“Yo y vos lo sabemos. Estuve guardándome por años, en el silencio y la sombra. Estuve destilando aquello que me dejaron los años de indiferencia y abandono. Y nada impedí. Al principio, claro, entumecido por las cosas mundanas quería reaccionar, saltar como una víbora ante los dolores que reaparecían como postales del mundo gris y definitivamente perdido. Yo quería pelear, porque estaba educado para eso. Pero la pelea era desigual y, a fuerza de sinceridad, supe un buen día que las cosas tienen su lugar en el mundo cuando tienen que tenerlo y no soy yo quien las va a desdibujar como un sueño o un error. No, no se puede. Pero tus ojos…Tus ojos me atormentaban, la noche me atormentaba. El insomnio duro años, el malestar, y esa angustia que pegaba puntazos bravos.
Hasta la boca me había tomado, tenía ese gusto amargo que siempre había creído un estúpido cliché literario. Me dolía, la puta si me dolía. Y algún amigo me acerco aquello de “convivir con el dolor”, llevarlo conmigo, domesticarlo, no sé, acostumbrarme a no querer sacarlo a patadas, porque se me volvía más fiero. Y era un asunto bien fiero. Parecía perdido el sentido de las cosas, parecía que el ancla se había roto y seguiría dando vueltas entre olas sin poder…En fin. Aquello del amigo me ayudó, al menos un tiempo. Toda una revelación. Y me convertí en ese dolor que quería negar.
Pero este asunto de la identidad me estaba dejando al borde de la locura. Ya sabía que con la muerte de gente que alguna vez hemos tratado se van muchas cosas. Pero cuando supe que se perdía todo aquello que los años me acostumbraron a ser deseándote, entonces, entonces empecé a asustarme. Porque a fin de cuentas ¿qué era lo que quedaba de mi? La historia era historia y todo eso me había llevado a esperarte, a quererte, a necesitarte. Y ahora todo eso no era nada, nadie lo compartía, nadie más que vos, que nunca te atreviste a ponerlo en palabras, pero ni falta que hacía; vos, que ya no estabas conmigo, cerca mío quiero decir, el deseo todavía me traiciona. ¿Qué estaba quedando entonces de mí?”…
Y seguía, la carta seguía. Varias carillas, manuscritas, tinta negra, papel reciclado, sin sobre, prolijamente plegado, que habían aparecido esa mañana bajo la puerta, firmadas por un “ya sabes quién”.
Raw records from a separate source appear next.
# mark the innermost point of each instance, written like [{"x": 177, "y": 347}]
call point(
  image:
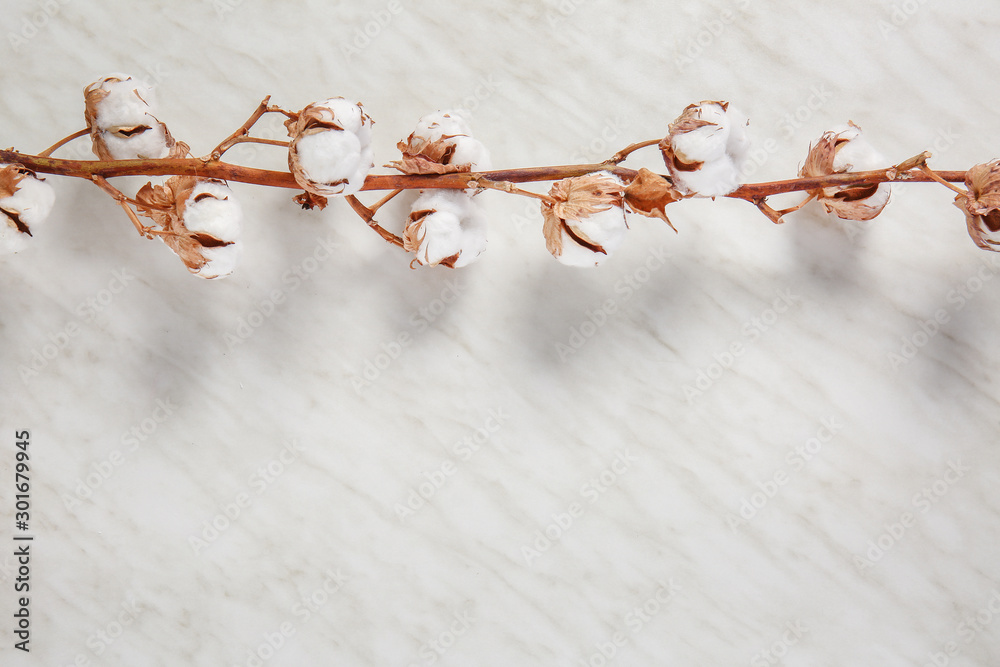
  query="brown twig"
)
[
  {"x": 620, "y": 156},
  {"x": 368, "y": 215},
  {"x": 65, "y": 140},
  {"x": 240, "y": 135}
]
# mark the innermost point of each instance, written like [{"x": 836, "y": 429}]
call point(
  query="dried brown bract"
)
[
  {"x": 842, "y": 150},
  {"x": 198, "y": 219},
  {"x": 586, "y": 222},
  {"x": 982, "y": 204},
  {"x": 649, "y": 194}
]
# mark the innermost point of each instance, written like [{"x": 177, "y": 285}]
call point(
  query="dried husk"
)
[
  {"x": 649, "y": 194},
  {"x": 10, "y": 176},
  {"x": 165, "y": 205},
  {"x": 577, "y": 199},
  {"x": 982, "y": 204},
  {"x": 846, "y": 202},
  {"x": 93, "y": 98}
]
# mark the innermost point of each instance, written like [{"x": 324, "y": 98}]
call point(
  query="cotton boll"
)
[
  {"x": 707, "y": 148},
  {"x": 11, "y": 240},
  {"x": 471, "y": 152},
  {"x": 606, "y": 228},
  {"x": 446, "y": 227},
  {"x": 31, "y": 202},
  {"x": 442, "y": 143},
  {"x": 856, "y": 154},
  {"x": 435, "y": 125},
  {"x": 122, "y": 100},
  {"x": 336, "y": 158},
  {"x": 212, "y": 209},
  {"x": 120, "y": 116},
  {"x": 150, "y": 143},
  {"x": 330, "y": 150}
]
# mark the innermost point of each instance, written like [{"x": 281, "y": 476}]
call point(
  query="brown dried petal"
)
[
  {"x": 577, "y": 199},
  {"x": 688, "y": 121},
  {"x": 849, "y": 202},
  {"x": 582, "y": 196},
  {"x": 421, "y": 156},
  {"x": 982, "y": 204},
  {"x": 10, "y": 176},
  {"x": 649, "y": 194}
]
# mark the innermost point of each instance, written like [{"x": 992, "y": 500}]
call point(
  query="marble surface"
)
[{"x": 739, "y": 444}]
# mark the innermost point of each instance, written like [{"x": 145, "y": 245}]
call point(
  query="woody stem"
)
[{"x": 458, "y": 181}]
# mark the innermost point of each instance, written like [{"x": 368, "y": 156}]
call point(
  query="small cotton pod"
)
[
  {"x": 981, "y": 204},
  {"x": 199, "y": 219},
  {"x": 586, "y": 223},
  {"x": 445, "y": 227},
  {"x": 442, "y": 143},
  {"x": 706, "y": 149},
  {"x": 844, "y": 149},
  {"x": 25, "y": 201},
  {"x": 330, "y": 151},
  {"x": 120, "y": 114}
]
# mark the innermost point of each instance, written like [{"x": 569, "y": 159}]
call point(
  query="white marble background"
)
[{"x": 311, "y": 408}]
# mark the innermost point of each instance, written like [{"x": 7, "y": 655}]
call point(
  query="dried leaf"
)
[
  {"x": 309, "y": 201},
  {"x": 846, "y": 202},
  {"x": 689, "y": 120},
  {"x": 580, "y": 197},
  {"x": 577, "y": 199},
  {"x": 10, "y": 176},
  {"x": 421, "y": 156},
  {"x": 982, "y": 204},
  {"x": 649, "y": 194}
]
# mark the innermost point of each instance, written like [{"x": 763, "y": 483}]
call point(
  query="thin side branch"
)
[{"x": 62, "y": 142}]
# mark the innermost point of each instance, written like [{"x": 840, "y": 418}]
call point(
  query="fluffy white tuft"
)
[
  {"x": 456, "y": 226},
  {"x": 212, "y": 209},
  {"x": 722, "y": 147}
]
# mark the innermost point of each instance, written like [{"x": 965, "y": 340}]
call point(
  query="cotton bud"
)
[
  {"x": 706, "y": 149},
  {"x": 120, "y": 116},
  {"x": 587, "y": 221},
  {"x": 445, "y": 227},
  {"x": 330, "y": 151},
  {"x": 25, "y": 201},
  {"x": 199, "y": 219},
  {"x": 442, "y": 143},
  {"x": 982, "y": 204},
  {"x": 844, "y": 149}
]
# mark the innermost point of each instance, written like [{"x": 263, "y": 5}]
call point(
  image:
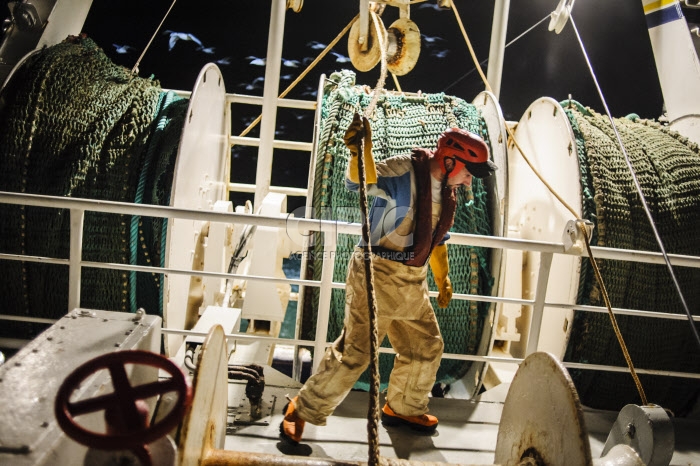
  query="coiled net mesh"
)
[
  {"x": 74, "y": 124},
  {"x": 399, "y": 123},
  {"x": 668, "y": 169}
]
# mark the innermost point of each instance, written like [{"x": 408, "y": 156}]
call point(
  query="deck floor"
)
[{"x": 466, "y": 435}]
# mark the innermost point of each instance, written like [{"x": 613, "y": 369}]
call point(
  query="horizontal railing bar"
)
[
  {"x": 328, "y": 226},
  {"x": 620, "y": 311},
  {"x": 250, "y": 188},
  {"x": 255, "y": 100},
  {"x": 284, "y": 103},
  {"x": 41, "y": 259},
  {"x": 463, "y": 357},
  {"x": 36, "y": 320},
  {"x": 276, "y": 144}
]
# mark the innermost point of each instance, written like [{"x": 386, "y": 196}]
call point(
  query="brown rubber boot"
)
[
  {"x": 292, "y": 426},
  {"x": 423, "y": 423}
]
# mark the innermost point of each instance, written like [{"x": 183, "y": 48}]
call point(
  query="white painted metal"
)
[
  {"x": 67, "y": 17},
  {"x": 677, "y": 65},
  {"x": 217, "y": 256},
  {"x": 228, "y": 318},
  {"x": 200, "y": 180},
  {"x": 496, "y": 185},
  {"x": 204, "y": 426},
  {"x": 324, "y": 300},
  {"x": 29, "y": 433},
  {"x": 267, "y": 301},
  {"x": 273, "y": 64},
  {"x": 546, "y": 137}
]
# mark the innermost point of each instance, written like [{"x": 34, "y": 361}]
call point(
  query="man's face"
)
[{"x": 463, "y": 177}]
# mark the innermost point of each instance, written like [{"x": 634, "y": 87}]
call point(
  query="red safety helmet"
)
[{"x": 466, "y": 150}]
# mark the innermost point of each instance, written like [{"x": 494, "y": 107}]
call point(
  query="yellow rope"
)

Increíblemente ella no sabía quién.
¿Algún loco que con los años se fue desbaratando? ¿Alguno de la escuela o de la facultad que nunca tuvo una vida? La carta era francamente increíble. Así sus pensamientos siguieron un derrotero inevitable. Sus mudanzas, sus dos matrimonios, ¿cuándo fue que “la había perdido”? Toda clase de cosas se le cruzaban, porque, para mayor perplejidad, ella nunca había siquiera sospechado la existencia de tal amor. Si era amor y no una broma infame. Los hombres, los pocos hombres de su vida eran incapaces tanto de uno como de lo otro. Intrigada como nunca antes en sus cuarenta años, todo era distinto. Nacían hebras doradas desde sus húmedas entrañas que tocaban el cielo, donde suponía que solo había concisos carozos roídos recuerdos de lo que parecía otra vida. Claro que también hubo una leve sonrisa que valía más que mil carcajadas, una íntima alegría que no conocía y le ruborizaba el rostro con una tibia caricia de vaya a saber que ángeles desconocidos.
Entonces el timbre sonó. Ella tembló. La carta prometía una visita urgente. Si se pudiera parar el tiempo, éste era el momento que ella, con toda su alma y sin dudarlo ni un segundo, hubiese elegido eternizar. Pero no se puede, claro. El fantasma de la decepción apareció como una marea que fue desembocando en una verdad insoslayable: "me voy a decepcionar, nada puede ser mejor que este momento" sentenció.No entendía como había llegado, pero estaba ahí y era algo infinitamente real, mucho más real que todos sus últimos años. El timbre volvió a sonar.